I peeled open the shirt and carefully lifted each pohutukawa twig off the fabric. Already the colour had magically changed from grey to purple. The first leaf patterns started to emerge. Perfect - each little characteristic spot and freckle from the leaves deeply embedded in the cotton fabric.

But the thing I can't capture for you is the scent of warm honey that was enfolded in the shirt. The scent is lighter and "higher" and full of sun and browsing bees and long hot summer days. Even when the summer winds have stripped the trees bare of their christmas red, the smell lingers on.




Wednesday, February 2, 2011

last flowers of summer

Finally - I'm getting to some of my outstanding ecodye projects.




A friend gave me some spent dry pohutukawa flowers and twigs and a container of the fallen scarlet threads. I know these leave wonderful prints and little wiggly lines in maroon so I've been rolling adult tshirts with them.









The weld is all out of the garden and in the copper dyepot - bubbling away with bundles tied around old metal pipes, folded in on themselves, wrapped in leaves inside and out.




I've planned for the sizes 14 - 18 t shirts to be primarily NZ plant prints - but then I rediscovered geraniums and onion skins ( which I haven't used in ages ). That combination has the potential to be such a soft end of season colourway, I couldn't resist.

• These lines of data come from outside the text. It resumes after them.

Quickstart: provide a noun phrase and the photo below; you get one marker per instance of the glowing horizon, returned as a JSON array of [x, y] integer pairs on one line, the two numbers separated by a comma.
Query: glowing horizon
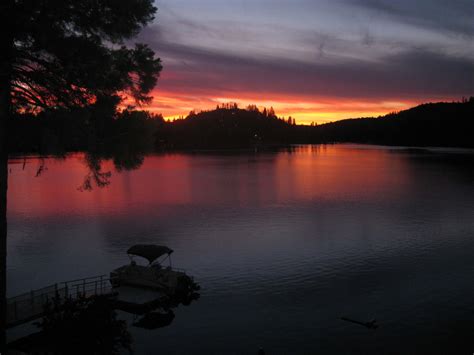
[[303, 111], [314, 60]]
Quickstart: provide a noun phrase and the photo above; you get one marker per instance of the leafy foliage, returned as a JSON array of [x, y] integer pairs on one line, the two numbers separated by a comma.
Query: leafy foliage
[[67, 53]]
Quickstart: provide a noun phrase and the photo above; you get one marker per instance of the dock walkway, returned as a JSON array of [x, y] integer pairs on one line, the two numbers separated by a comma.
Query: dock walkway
[[30, 305]]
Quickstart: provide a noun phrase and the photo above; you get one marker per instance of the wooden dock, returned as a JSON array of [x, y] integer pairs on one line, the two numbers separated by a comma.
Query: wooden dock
[[30, 305]]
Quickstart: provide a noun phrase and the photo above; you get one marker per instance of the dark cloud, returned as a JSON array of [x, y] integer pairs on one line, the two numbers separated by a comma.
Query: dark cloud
[[407, 74], [454, 16]]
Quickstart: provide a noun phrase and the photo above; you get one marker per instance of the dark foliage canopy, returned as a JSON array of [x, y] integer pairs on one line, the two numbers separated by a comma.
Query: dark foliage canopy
[[66, 53]]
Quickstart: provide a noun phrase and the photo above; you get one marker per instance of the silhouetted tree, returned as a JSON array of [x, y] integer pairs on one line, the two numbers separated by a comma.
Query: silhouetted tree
[[66, 53]]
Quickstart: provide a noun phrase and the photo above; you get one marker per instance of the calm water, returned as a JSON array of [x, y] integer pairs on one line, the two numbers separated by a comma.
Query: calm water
[[282, 244]]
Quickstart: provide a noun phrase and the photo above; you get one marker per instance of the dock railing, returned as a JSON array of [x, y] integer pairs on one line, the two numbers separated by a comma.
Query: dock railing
[[30, 305]]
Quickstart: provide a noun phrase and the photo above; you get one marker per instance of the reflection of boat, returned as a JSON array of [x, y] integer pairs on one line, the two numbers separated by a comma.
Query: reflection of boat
[[154, 320], [171, 281]]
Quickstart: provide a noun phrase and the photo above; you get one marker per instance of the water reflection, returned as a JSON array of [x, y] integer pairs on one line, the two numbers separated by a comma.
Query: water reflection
[[283, 243]]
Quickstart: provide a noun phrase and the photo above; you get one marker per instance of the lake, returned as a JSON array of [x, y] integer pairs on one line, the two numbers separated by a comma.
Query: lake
[[283, 244]]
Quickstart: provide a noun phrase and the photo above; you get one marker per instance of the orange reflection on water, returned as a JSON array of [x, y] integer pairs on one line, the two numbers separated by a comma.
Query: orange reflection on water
[[303, 174]]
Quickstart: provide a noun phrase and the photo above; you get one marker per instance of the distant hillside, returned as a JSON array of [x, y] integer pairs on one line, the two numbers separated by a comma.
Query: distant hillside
[[227, 127], [432, 124]]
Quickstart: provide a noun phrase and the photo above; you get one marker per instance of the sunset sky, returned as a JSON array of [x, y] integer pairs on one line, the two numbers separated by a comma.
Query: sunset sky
[[316, 60]]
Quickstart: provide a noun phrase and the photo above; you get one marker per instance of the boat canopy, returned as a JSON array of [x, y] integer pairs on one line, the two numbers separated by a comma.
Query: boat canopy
[[150, 252]]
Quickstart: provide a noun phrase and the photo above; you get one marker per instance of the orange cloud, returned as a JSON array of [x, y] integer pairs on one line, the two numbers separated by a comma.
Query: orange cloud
[[304, 110]]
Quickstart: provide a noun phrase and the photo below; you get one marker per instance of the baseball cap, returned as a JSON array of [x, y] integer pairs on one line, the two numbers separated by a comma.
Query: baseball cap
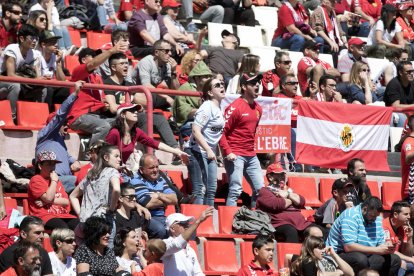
[[47, 155], [177, 217], [341, 183], [125, 106], [275, 168], [356, 41], [250, 78]]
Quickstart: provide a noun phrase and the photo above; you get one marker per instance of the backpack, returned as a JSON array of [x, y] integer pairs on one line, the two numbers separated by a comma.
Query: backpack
[[247, 221]]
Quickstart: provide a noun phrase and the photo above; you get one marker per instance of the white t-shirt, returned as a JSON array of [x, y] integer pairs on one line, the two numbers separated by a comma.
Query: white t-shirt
[[61, 269], [379, 26], [209, 118]]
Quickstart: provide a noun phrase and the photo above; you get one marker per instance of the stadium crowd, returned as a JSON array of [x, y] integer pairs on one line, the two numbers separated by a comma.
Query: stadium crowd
[[108, 216]]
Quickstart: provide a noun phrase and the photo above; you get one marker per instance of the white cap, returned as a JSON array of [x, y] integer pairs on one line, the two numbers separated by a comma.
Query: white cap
[[177, 217]]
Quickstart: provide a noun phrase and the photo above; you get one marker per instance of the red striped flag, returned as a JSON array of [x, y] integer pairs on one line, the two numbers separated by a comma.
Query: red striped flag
[[330, 134]]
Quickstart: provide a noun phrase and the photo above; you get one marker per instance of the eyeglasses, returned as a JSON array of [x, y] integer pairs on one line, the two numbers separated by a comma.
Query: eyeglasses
[[218, 85]]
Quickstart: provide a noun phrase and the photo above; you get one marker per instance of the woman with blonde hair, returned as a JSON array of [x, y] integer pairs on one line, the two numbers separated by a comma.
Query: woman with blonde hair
[[361, 88]]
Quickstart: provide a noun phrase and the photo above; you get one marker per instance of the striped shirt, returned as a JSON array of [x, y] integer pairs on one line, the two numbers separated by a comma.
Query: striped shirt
[[350, 228]]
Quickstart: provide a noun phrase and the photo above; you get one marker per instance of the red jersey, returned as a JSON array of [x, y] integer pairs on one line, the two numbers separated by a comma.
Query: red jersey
[[303, 65], [407, 169], [241, 120], [37, 187], [88, 100], [252, 269]]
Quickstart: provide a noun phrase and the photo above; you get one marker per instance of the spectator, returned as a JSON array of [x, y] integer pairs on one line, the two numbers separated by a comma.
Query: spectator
[[263, 250], [52, 138], [125, 133], [13, 57], [30, 230], [355, 53], [292, 28], [224, 60], [366, 246], [241, 120], [316, 259], [250, 64], [399, 233], [126, 215], [129, 250], [63, 243], [95, 256], [47, 197], [282, 205], [100, 190], [270, 81], [331, 209], [311, 68], [86, 113], [358, 174], [188, 62], [185, 107], [26, 260], [206, 133], [407, 163], [152, 191], [170, 11], [158, 70], [11, 16], [145, 27], [361, 88]]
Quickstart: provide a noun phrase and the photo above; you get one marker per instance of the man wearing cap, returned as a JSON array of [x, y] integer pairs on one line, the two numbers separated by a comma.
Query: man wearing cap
[[52, 138], [355, 53], [282, 204], [87, 111], [241, 119], [311, 68], [331, 209], [225, 60]]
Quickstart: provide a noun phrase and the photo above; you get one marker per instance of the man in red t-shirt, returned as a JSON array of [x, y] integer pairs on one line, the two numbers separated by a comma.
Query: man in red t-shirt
[[311, 68], [241, 119], [86, 113]]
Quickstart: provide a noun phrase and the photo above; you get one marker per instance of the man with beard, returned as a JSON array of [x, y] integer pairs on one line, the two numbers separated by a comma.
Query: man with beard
[[27, 260], [359, 239], [358, 175]]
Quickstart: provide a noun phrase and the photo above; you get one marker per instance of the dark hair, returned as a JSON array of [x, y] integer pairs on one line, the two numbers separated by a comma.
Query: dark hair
[[22, 248], [119, 240], [372, 203], [8, 6], [261, 240], [94, 228], [398, 205]]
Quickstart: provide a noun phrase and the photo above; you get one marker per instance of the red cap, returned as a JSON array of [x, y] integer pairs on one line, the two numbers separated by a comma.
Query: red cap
[[356, 41], [170, 3], [275, 168]]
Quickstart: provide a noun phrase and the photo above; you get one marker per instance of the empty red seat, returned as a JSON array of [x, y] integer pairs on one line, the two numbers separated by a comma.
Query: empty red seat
[[32, 115], [391, 192], [306, 187]]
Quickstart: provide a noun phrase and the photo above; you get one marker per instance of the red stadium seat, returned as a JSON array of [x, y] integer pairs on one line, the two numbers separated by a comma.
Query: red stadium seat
[[306, 187], [220, 257], [25, 112], [391, 192]]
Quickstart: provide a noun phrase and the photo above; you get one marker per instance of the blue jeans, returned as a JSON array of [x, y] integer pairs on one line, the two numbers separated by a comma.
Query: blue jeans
[[295, 43], [249, 167], [206, 171]]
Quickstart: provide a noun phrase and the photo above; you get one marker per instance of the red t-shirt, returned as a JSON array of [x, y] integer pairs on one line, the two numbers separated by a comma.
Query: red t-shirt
[[241, 120], [303, 65], [285, 18], [37, 187], [406, 148], [252, 269], [88, 100]]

Thank goodness the hammock I dry them in is well out of sight - at the bottom of the garden in my workshop. It has a wonderful wind flow (well -it's a converted woodshed with a farmgate to keep the stock out ) - so I can just leave the bundles swinging there for a week, before I need to even take a sneaky peek....










and when I unwrap them I'll have turnips, the Manukau Harbour and the smoke stack from the Glenbrook steel mill right outside the gate.